What exactly does it mean for the blood sugar to plummet? How many points would you consider a plummet? I do the before and 2 hr after testing. I have no insurance to pay for strips so I can’t afford to be testing every 15 mintues for 4 to 6 hours.Six times a day is expensive for me.

Well, in terms of plummet, as an example, I went from 143 to 80 in 15 minutes this morning. I think this happens way more for Type 1’s and those on insulin. And yes, your numbers make me jealous!

As a type 2 using metformin, low blood sugars (plummeting blood sugars) are fairly unlikely. Those tend to happen in people who use insulin or one of the drugs that encourages more insulin output by the body (glimepride, glyburide, glipizide, nateglinide).

To save on strips, if you sometimes test 2 hours after first bite of a meal and are in range then, and are also in range before the next meal, there’s probably no reason to test every 15 minutes!
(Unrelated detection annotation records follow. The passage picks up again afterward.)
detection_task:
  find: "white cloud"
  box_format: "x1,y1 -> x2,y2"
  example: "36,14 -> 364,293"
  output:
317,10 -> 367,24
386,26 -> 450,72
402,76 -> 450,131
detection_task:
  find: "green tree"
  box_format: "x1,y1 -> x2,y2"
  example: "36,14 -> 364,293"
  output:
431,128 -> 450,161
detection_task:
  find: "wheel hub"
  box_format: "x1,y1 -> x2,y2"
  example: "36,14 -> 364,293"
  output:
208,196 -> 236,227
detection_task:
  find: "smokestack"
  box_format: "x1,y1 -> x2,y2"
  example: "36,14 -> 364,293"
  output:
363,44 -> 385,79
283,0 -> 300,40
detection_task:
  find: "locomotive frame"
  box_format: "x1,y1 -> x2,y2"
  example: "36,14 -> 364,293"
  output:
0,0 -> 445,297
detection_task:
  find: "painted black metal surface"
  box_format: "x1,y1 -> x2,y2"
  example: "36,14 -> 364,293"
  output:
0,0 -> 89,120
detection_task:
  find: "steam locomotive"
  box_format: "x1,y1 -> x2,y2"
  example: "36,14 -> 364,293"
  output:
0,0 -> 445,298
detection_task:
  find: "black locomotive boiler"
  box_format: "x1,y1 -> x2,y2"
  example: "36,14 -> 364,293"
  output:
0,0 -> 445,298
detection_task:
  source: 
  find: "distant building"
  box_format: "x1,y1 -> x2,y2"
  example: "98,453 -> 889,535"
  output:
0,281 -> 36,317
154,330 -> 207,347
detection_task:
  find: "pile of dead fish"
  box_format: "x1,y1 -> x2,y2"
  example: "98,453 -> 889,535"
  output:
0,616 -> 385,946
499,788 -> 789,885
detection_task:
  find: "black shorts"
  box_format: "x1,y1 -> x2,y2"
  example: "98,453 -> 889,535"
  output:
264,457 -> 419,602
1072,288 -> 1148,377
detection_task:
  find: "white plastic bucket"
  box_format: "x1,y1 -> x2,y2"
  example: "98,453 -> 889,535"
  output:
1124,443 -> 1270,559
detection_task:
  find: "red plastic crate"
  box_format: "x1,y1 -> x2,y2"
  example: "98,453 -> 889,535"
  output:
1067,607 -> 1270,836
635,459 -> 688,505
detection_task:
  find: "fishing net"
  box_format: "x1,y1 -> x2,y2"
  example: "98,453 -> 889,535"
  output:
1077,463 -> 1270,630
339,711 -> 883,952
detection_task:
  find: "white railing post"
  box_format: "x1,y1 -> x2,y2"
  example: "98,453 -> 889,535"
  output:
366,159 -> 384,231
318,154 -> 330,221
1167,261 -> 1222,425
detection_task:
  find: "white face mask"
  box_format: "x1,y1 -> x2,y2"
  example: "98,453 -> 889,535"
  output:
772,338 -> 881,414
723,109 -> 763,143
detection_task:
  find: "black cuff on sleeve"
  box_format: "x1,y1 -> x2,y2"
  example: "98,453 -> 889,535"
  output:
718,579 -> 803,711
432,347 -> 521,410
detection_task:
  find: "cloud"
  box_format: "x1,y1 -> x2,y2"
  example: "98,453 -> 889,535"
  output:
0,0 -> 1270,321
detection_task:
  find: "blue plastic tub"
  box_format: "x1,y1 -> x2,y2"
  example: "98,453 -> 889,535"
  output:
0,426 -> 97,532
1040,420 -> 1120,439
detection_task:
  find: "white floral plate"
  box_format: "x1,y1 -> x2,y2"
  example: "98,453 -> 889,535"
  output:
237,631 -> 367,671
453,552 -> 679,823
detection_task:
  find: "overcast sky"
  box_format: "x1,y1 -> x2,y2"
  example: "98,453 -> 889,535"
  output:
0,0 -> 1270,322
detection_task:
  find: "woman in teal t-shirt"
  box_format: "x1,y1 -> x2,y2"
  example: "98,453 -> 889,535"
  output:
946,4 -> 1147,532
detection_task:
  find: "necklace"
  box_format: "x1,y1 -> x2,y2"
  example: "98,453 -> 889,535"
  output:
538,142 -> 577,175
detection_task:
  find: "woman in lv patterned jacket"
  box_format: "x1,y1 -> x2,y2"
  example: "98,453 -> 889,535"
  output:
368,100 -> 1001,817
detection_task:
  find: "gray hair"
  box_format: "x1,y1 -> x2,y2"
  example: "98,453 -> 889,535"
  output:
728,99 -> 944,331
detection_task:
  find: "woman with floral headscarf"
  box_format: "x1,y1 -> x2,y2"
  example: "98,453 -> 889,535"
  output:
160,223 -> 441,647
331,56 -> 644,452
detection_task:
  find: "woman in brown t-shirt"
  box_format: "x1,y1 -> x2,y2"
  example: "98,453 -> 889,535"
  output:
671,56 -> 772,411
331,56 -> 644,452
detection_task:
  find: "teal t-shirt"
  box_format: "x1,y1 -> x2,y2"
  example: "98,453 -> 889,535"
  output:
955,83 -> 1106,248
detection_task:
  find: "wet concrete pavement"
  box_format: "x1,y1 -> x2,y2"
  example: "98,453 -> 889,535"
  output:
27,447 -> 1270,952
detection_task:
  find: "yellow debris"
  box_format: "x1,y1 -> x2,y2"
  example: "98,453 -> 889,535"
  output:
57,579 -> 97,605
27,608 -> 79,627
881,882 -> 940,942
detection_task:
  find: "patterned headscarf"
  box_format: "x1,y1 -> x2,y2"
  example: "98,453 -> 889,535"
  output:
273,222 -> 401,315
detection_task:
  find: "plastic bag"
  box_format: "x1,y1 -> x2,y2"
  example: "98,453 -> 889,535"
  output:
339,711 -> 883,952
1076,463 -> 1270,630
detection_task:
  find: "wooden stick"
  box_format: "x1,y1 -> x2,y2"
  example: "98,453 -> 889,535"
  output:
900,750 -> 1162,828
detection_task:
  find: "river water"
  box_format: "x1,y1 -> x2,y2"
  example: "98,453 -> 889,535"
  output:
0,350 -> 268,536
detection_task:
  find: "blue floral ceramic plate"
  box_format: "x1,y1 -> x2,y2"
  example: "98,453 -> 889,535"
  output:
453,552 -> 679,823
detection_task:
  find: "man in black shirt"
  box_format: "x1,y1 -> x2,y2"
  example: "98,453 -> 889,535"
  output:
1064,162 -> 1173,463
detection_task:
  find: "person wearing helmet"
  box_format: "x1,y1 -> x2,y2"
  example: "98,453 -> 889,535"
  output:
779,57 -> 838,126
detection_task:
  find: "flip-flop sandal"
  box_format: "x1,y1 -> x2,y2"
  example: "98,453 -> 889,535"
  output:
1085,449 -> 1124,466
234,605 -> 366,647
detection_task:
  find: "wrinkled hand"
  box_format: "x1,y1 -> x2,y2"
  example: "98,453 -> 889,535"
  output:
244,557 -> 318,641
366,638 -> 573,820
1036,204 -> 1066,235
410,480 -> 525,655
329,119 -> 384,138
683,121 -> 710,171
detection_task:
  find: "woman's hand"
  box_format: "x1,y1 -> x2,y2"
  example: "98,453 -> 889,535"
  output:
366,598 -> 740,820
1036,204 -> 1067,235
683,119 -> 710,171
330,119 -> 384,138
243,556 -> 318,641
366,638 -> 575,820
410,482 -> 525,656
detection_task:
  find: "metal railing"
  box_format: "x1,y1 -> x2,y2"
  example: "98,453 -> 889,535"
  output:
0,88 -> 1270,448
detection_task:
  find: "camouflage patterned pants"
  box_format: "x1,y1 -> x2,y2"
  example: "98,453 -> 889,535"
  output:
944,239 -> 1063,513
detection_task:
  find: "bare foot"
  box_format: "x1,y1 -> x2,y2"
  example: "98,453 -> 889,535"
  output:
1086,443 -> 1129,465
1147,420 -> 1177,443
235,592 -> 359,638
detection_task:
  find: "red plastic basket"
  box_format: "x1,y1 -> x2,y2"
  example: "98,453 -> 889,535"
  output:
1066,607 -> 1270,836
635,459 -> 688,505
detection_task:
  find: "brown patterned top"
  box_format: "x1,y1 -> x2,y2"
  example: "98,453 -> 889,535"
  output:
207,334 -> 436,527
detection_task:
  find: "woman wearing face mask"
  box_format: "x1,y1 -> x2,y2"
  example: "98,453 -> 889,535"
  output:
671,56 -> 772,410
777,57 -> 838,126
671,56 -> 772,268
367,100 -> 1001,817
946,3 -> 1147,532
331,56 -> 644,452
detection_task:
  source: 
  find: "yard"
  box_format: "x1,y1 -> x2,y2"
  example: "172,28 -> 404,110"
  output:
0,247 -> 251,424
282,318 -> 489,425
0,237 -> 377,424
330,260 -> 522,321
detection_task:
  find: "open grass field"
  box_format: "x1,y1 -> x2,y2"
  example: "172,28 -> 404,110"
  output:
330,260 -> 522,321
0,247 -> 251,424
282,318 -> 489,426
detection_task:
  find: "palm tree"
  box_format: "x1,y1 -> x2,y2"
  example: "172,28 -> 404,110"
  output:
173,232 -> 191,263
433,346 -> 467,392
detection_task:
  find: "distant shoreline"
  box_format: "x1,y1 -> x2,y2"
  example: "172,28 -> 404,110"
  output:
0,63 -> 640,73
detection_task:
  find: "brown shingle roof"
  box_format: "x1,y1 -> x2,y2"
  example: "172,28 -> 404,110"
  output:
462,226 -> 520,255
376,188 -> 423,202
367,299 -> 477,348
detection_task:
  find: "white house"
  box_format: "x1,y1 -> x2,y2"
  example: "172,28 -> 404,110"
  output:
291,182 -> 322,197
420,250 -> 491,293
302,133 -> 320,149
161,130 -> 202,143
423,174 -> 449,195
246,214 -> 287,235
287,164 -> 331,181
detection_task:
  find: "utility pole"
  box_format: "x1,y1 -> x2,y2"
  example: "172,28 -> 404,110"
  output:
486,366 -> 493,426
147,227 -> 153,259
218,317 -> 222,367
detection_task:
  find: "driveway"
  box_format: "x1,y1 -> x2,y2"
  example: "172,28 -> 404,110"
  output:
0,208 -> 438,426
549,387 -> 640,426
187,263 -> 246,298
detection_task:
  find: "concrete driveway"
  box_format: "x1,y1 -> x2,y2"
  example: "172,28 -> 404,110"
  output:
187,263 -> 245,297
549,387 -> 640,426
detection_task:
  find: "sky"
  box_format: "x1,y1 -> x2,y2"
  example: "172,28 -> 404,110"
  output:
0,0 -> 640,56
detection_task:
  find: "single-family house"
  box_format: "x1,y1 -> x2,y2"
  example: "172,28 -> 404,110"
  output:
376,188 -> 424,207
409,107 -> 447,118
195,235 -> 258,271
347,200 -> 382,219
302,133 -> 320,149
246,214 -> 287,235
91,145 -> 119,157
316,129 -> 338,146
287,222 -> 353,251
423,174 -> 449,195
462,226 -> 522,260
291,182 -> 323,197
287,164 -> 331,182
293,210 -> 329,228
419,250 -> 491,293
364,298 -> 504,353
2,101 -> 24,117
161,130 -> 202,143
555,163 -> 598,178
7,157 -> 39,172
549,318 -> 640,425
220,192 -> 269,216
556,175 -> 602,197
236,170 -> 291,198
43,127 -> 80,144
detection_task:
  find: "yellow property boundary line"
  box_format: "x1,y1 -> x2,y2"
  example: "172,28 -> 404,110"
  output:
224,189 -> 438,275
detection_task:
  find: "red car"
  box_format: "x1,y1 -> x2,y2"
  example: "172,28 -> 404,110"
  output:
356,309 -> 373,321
That’s because as a type 2 not using insulin, the body is outputting some insulin to cover all the food you eat (carb, fat, and protein) and can handle fat digesting slowly from a high fat meal.

Best wishes!

I think 6 times a day when you are starting out is normal. I went crazy testing when I started new treatment because I wanted to be aware of what certain activities or food or stressors did to my numbers. I’m not saying to maintain that schedule of testing long term especially if you can’t afford it, but I don’t think it’s unreasonable for someone just learning.

Thanks everyone!

Even though I hate the cost of the strips and I have the cheapie meter, since I just started I feel better checking 6 times a day. The cde/diabetic nurse said to do this even though I was already doing it because that is what the instructions in my meter said and on most of the diabetes forum. But the doctor said I didn’t have to test that much. Well, I would rather err on the side of caution. Plus I feel less worried than. :slight_smile:

I have certain meals which I know now never rise my blood sugar too much like hummus and celery/bok choy. But I have been adding new things lately so I always want to check those out. I haven’t been testing before and after exercise because I do it close to before dinner and my exercise is light. If I have something higher in carbs I always check like tonight I had a serving of beans (22g) but it was fine. It is weird how I had some higher numbers lately after my normal breakfast and than I realized I bought a different brand of peanut butter and the old one I had (I always buy the natural brands) had flax seed oil in it and new one had only peanuts and salt so I added flax seed oil to my peanut butter this morning - and guess what - it did go up as high as it did previous days. Funny huh? But who knows if that is really what happened - I am going to try it out of few more times and see. I wonder if the flax seed oil made the difference. :slight_smile:

Thanks Cat and Kelly,

Ok, well that doesn’t happen to me. My numbers will go down a bit inbetween meals but I guess that is normal if I am moving around or exercise. Sometimes my numbers go up a bit if I exercise. I was wondeirng what a “normal” rise is after one eats? I am guessing from my research it can be like 20 or 30 points and that most non-diabetics don’t go over 120 even after a big meal. MIne seems to vary between a few points and 20.

It’s good to test a lot at first to know how things effect you. Do what makes you feel comfortable & puts your mind at ease.

As a T1, I have to test a lot. I’d test more if my insurance allowed it. Great that your CDE encouraged testing.